Lung mass biopsy is sometimes not feasible using EBUS, making a multidisciplinary approach essential; therefore, we present this case as a representative example.

 

CASE REPORT:

A 74-year-old woman presented with a 27×16 mm pulmonary nodule in the right lower lobe on chest CT, adjacent to the esophagus [Image 1], suspicious for malignancy. As the lesion was not accessible by EBUS, she was referred to our Unit to evaluate the feasibility of a transesophageal lung biopsy using endoscopic ultrasound (EUS). EUS examination identified—at 30 cm from the dental arcade, near nodal station 8—a hypoechoic pulmonary lesion measuring 29×7×11 mm, in contact with the esophagus but without invasion of its wall, showing smooth borders on the esophageal side and irregular borders on the pulmonary side [Images 2 and 3].

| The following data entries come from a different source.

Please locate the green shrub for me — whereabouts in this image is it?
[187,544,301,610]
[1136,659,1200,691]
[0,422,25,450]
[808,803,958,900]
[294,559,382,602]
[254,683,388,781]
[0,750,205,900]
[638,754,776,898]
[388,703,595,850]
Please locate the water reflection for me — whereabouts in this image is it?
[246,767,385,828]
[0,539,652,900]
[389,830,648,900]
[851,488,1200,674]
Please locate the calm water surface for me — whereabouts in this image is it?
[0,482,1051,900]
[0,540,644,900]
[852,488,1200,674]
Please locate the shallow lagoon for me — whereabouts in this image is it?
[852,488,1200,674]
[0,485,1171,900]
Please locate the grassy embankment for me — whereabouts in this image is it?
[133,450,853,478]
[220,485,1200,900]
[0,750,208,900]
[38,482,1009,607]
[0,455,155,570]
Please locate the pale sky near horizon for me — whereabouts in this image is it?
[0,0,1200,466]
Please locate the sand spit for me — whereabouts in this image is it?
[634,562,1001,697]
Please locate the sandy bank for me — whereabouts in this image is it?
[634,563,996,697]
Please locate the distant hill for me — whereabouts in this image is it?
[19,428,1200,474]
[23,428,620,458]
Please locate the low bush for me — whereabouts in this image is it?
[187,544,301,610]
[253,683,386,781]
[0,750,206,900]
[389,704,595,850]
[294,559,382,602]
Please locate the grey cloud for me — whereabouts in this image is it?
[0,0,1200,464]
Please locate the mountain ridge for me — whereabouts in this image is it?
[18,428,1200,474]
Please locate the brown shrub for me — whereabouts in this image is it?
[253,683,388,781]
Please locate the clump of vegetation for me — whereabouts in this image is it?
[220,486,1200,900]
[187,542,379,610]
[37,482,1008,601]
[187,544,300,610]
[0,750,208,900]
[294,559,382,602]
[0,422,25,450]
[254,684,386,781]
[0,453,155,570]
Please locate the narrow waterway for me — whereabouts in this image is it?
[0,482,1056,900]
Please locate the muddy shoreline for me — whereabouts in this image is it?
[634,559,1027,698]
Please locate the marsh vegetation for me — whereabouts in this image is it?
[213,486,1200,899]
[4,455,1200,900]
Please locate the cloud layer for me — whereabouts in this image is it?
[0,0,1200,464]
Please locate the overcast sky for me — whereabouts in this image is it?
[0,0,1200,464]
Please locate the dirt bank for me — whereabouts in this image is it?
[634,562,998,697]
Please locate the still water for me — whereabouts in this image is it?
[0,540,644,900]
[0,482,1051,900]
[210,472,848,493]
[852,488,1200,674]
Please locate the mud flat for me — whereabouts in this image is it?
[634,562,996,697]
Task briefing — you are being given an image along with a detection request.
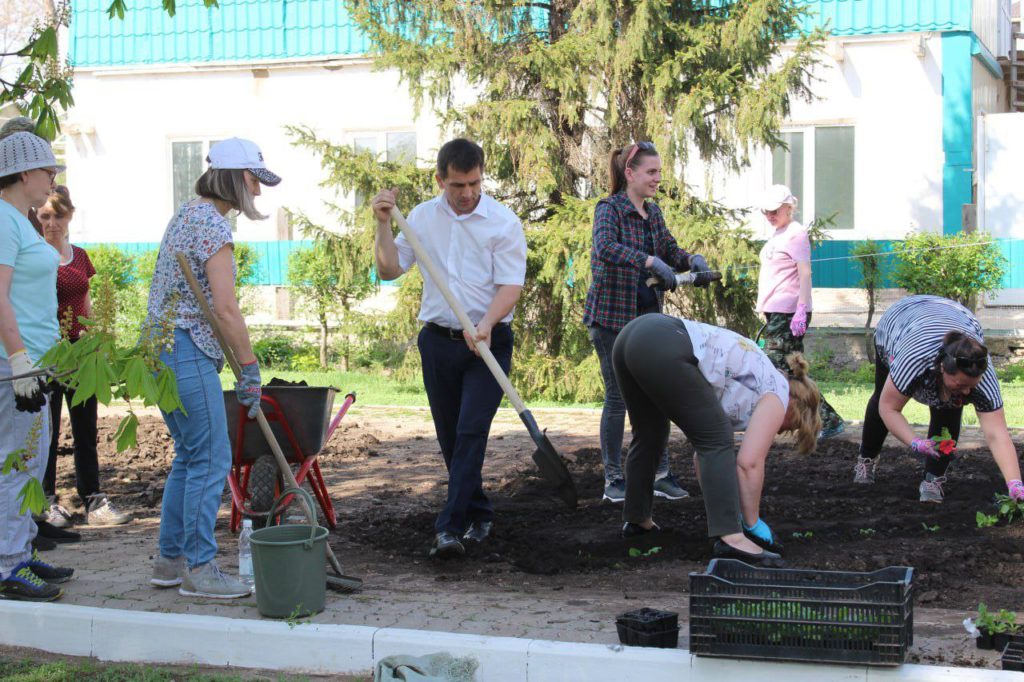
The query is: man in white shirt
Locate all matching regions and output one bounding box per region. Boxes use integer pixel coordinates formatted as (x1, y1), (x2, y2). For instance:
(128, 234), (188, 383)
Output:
(373, 139), (526, 557)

Fine-needle biopsy (FNB) was performed using a 25G needle, with three passes employing fanning technique and 12–15 to-and-fro movements per pass [Image 4]. Prophylactic antibiotics (ciprofloxacin 400 mg IV) were administered beforehand. The procedure was completed without complications.

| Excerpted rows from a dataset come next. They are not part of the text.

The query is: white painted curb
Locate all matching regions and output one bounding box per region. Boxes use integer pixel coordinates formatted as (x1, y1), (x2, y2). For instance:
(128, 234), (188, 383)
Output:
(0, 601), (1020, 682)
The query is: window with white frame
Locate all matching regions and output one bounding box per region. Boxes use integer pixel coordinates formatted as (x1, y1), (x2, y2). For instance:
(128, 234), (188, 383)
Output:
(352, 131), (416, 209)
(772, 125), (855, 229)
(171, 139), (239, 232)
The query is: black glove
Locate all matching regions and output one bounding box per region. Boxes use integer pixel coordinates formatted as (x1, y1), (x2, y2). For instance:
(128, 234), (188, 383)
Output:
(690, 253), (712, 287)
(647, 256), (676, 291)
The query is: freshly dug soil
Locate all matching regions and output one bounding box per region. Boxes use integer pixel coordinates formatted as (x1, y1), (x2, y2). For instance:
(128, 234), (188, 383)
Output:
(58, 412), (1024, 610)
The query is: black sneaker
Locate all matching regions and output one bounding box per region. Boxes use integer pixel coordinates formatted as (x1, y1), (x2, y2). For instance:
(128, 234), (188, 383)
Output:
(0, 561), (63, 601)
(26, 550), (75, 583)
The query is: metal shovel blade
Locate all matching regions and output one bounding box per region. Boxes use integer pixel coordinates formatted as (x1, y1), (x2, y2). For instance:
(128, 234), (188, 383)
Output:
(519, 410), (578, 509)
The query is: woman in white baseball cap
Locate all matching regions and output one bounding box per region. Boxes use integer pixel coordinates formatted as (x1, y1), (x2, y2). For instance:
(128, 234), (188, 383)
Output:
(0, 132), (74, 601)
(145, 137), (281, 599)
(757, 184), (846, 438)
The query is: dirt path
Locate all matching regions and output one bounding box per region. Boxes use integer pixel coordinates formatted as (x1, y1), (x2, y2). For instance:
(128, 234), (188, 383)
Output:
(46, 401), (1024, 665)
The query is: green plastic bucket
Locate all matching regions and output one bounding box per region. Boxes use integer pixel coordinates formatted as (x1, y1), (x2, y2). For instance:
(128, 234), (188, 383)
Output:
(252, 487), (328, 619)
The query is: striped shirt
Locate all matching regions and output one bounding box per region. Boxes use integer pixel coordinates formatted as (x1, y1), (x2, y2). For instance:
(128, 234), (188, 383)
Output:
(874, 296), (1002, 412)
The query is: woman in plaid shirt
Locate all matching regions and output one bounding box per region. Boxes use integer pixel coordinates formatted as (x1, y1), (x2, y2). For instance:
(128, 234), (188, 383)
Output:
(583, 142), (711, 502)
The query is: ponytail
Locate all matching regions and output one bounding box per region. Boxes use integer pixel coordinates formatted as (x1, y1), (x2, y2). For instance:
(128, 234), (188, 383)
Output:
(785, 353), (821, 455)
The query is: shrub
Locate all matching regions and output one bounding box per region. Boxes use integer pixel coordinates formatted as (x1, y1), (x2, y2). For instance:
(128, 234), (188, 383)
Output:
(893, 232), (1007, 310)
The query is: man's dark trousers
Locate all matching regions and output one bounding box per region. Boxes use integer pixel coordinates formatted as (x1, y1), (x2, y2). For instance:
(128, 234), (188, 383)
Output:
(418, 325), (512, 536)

Histology demonstrated large cells with abundant cytoplasm, anisokaryosis, irregular nuclear contours, and heterogeneous chromatin, arranged in glandular structures, positive for TTF1 and negative for p53 and synaptophysin, consistent with pulmonary adenocarcinoma [Image 5 and 6].

 

DISCUSSION:

Diagnosing central lung masses adjacent to the esophagus can be challenging, as they may not be accessible for biopsy via bronchoscopy or EBUS. In such cases, EUS has emerged as a complementary tool for tissue acquisition, allowing transesophageal sampling of central pulmonary lesions, with a diagnostic accuracy of 87.5–93.4% and an adverse event rate of 0.7–5.36%, mostly self-limited mild bleeding. These data support the role of EUS as a safe and effective alternative when conventional strategies cannot reach the lesion.

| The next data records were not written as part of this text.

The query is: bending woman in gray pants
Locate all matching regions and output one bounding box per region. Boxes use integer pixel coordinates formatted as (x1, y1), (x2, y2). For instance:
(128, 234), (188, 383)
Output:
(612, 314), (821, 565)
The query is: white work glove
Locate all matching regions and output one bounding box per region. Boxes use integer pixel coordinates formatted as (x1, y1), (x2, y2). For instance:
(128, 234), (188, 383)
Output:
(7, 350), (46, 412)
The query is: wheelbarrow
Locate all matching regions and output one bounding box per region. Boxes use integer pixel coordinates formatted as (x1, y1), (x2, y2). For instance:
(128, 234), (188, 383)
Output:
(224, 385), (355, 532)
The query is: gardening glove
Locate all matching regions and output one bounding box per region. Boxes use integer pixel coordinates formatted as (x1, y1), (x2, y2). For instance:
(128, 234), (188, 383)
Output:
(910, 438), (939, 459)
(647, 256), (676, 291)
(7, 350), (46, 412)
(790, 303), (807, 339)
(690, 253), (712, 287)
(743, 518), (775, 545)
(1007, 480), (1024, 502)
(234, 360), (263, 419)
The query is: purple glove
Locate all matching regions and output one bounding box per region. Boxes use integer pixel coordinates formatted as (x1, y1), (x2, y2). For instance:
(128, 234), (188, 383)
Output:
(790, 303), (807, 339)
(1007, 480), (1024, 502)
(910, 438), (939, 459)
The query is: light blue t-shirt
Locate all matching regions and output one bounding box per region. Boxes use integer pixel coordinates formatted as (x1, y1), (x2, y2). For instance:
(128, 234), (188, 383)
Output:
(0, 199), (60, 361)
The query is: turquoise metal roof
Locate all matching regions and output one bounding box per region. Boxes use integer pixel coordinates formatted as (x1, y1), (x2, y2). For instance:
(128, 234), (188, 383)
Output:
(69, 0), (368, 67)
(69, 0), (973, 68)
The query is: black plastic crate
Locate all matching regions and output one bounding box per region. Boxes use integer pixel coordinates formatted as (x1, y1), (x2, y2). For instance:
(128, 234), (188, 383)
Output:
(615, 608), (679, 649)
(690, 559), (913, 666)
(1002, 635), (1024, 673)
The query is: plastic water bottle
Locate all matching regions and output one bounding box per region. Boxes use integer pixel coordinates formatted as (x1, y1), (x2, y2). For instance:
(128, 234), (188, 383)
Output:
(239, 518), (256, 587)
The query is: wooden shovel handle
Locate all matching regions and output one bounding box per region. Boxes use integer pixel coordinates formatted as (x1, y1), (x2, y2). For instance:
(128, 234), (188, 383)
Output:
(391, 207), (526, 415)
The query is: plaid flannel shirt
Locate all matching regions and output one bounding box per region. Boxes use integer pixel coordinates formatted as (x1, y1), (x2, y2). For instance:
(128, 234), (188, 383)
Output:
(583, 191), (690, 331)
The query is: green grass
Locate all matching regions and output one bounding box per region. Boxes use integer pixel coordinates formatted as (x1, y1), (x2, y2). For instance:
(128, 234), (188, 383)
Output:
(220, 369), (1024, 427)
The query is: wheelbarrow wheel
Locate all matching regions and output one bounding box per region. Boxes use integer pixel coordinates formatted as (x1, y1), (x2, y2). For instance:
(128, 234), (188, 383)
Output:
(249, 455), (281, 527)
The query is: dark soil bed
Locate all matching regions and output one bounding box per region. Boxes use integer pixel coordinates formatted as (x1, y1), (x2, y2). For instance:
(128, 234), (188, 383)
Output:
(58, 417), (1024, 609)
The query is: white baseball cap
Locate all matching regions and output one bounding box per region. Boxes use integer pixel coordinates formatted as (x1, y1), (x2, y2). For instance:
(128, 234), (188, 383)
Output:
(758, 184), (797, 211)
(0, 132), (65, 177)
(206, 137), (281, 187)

In our case, the pulmonary lesion was located near nodal station 8, which is not accessible via EBUS. EUS enabled direct, stable, and safe access, yielding sufficient material to confirm the diagnosis. We opted for a 25G needle to theoretically reduce bleeding risk, although no statistically significant differences in adverse event rates have been reported compared with 22G needles.

In conclusion, EUS-guided transesophageal biopsy is a valid alternative for central pulmonary lesions that are not accessible by EBUS.